Il decennale cade in uno scenario inimmaginabile. Il segno lasciato dalle settimane più critiche del Covid resterà impresso nelle menti di tutti. Dalle 4 mila chiamate quotidiane di media, si è balzati a 15 mila: «È stata evidentemente una situazione di emergenza straordinaria, che ci ha portato a rimodularci sui più alti livelli da un punto di vista procedurale e tecnico, per dare garanzia di risposte. Abbiamo formato in tempi rapidissimi nuovi operatori, abbiamo fatto uno sforzo sovrumano per dare risposte a tutti, o per tentare di dare risposta a tutti: sono stati giorni di estrema difficoltà, non lo nascondo, soprattutto all’inizio – ricorda Garzena -. Non dimenticheremo mai tutte le chiamate ricevute. Ciò che abbiamo sentito. Chiamate che non si cancellano.

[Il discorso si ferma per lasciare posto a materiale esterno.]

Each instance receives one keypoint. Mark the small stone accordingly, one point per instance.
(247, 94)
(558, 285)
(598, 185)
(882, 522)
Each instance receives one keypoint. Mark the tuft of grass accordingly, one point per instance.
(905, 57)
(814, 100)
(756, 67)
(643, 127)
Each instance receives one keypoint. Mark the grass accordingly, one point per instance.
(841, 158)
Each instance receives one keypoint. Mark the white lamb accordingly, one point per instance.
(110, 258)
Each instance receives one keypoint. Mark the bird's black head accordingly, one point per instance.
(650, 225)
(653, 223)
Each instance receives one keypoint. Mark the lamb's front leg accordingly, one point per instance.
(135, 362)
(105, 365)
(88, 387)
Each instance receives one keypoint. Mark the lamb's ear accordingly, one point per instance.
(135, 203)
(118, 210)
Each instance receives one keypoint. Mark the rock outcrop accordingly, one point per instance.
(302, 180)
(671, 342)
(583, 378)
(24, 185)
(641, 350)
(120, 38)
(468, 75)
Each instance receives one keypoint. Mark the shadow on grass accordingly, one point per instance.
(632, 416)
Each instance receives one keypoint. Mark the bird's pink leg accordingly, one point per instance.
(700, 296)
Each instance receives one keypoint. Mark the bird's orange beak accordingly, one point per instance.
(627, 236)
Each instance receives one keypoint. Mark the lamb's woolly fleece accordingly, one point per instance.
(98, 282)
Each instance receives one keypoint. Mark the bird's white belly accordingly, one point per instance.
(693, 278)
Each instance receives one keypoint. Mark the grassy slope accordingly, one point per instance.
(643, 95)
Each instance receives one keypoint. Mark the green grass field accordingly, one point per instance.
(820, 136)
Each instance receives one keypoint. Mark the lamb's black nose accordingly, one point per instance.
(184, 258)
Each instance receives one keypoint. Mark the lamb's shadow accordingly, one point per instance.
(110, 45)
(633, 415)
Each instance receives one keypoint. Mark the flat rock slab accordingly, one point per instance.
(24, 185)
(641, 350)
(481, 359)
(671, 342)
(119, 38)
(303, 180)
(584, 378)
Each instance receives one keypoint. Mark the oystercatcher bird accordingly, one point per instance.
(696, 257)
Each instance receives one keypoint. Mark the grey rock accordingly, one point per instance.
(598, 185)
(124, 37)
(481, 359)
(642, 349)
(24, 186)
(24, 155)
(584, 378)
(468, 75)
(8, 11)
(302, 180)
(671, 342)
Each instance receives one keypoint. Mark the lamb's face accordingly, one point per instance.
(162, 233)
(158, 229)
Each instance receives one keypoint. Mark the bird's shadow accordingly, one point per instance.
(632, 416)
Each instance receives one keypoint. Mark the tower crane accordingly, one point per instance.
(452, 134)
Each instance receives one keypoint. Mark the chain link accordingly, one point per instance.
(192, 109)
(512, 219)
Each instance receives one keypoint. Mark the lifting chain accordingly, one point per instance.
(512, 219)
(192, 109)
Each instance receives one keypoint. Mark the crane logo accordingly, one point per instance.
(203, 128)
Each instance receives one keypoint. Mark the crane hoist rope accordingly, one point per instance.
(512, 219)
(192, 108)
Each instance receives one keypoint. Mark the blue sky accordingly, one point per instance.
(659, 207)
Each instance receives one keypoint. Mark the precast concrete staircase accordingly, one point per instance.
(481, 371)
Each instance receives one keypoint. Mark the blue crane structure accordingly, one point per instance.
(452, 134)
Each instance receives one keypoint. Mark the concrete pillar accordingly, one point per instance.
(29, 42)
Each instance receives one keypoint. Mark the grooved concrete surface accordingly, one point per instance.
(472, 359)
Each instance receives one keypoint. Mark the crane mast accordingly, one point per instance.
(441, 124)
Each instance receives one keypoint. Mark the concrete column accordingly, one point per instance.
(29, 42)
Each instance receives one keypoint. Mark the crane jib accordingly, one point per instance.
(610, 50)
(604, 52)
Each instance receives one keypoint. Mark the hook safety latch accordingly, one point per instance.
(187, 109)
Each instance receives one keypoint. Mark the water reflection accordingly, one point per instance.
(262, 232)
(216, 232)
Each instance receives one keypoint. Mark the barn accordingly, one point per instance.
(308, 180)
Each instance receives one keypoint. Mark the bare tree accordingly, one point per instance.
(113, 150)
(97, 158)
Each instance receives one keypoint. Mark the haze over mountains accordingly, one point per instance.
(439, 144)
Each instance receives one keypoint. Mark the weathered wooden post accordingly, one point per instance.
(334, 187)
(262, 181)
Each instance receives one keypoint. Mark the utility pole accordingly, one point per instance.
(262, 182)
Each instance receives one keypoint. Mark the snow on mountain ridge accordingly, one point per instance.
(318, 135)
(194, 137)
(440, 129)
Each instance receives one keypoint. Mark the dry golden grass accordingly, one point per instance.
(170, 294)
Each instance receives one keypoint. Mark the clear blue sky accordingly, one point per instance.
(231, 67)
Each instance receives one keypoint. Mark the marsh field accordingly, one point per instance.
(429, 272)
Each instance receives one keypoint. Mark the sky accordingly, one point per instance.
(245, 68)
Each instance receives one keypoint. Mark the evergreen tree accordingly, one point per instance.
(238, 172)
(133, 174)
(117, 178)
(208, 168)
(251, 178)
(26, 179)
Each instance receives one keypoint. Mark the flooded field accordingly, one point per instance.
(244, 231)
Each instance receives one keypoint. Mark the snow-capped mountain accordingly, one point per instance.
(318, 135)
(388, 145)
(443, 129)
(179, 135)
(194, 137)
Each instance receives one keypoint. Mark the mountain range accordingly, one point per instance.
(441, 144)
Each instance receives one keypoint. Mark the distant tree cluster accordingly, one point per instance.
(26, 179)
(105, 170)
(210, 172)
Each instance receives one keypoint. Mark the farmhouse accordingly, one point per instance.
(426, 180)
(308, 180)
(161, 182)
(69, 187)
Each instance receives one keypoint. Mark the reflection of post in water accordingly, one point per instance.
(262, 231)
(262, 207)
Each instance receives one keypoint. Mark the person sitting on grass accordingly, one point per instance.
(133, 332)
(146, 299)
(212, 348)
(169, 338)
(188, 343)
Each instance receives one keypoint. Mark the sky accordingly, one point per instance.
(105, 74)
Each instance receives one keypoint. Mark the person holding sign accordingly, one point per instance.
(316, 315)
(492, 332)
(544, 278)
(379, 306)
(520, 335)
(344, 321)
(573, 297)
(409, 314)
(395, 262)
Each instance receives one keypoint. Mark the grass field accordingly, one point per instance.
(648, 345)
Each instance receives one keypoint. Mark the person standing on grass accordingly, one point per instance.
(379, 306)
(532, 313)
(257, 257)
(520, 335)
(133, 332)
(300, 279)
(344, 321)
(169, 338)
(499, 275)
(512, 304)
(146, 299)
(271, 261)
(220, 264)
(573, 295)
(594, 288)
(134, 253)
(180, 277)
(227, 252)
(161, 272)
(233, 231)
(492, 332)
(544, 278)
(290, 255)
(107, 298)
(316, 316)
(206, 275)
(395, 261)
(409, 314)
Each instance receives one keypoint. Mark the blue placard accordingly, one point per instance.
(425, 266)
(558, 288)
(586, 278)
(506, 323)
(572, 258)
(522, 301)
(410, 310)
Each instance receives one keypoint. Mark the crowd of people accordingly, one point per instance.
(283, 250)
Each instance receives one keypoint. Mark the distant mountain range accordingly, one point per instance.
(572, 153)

L’eredità positiva è però quell’insieme di procedure e tecnologie che ci ha portato a strutturarci per essere pronti a qualsiasi altra catastrofe analoga». Il futuro è sempre più votato alla tecnologia: «Where Are U», l’app che permette di chiamare il 112 inviando automaticamente la geolocalizzazione e altre informazioni, è oggi uno strumento fondamentale; si sta sperimentando anche l’eCall, ovvero quel dispositivo («scatola nera») inserito nelle macchine di nuova immatricolazione in grado di inviare alla centrale unica di risposta una serie di dati che consentano di dare le prime informazioni utili per i soccorsi in caso di incidente.

«Questa ricorrenza per tutti noi particolarmente significativa – conclude Alberto Zoli, direttore generale di Areu, l’Azienda regionale di emergenza-urgenza -. Il pensiero va al 21 giugno di dieci anni fa, che rappresentava un traguardo inimmaginabile fino a pochi anni prima. Eravamo riusciti a far partire un servizio unico, così come l’Europa ci chiedeva. Da allora quanto impegno, quanto lavoro, quanta fatica ma anche quante soddisfazioni. Non posso che ringraziare i responsabili del servizio, il dottor Guido Garzena anzitutto, ma anche Gabriella Somaini e tutti, ma proprio tutti, gli operatori, cui va la mia profonda stima. Oggi possiamo contare su un servizio di eccellenza, e il merito è di tutti loro».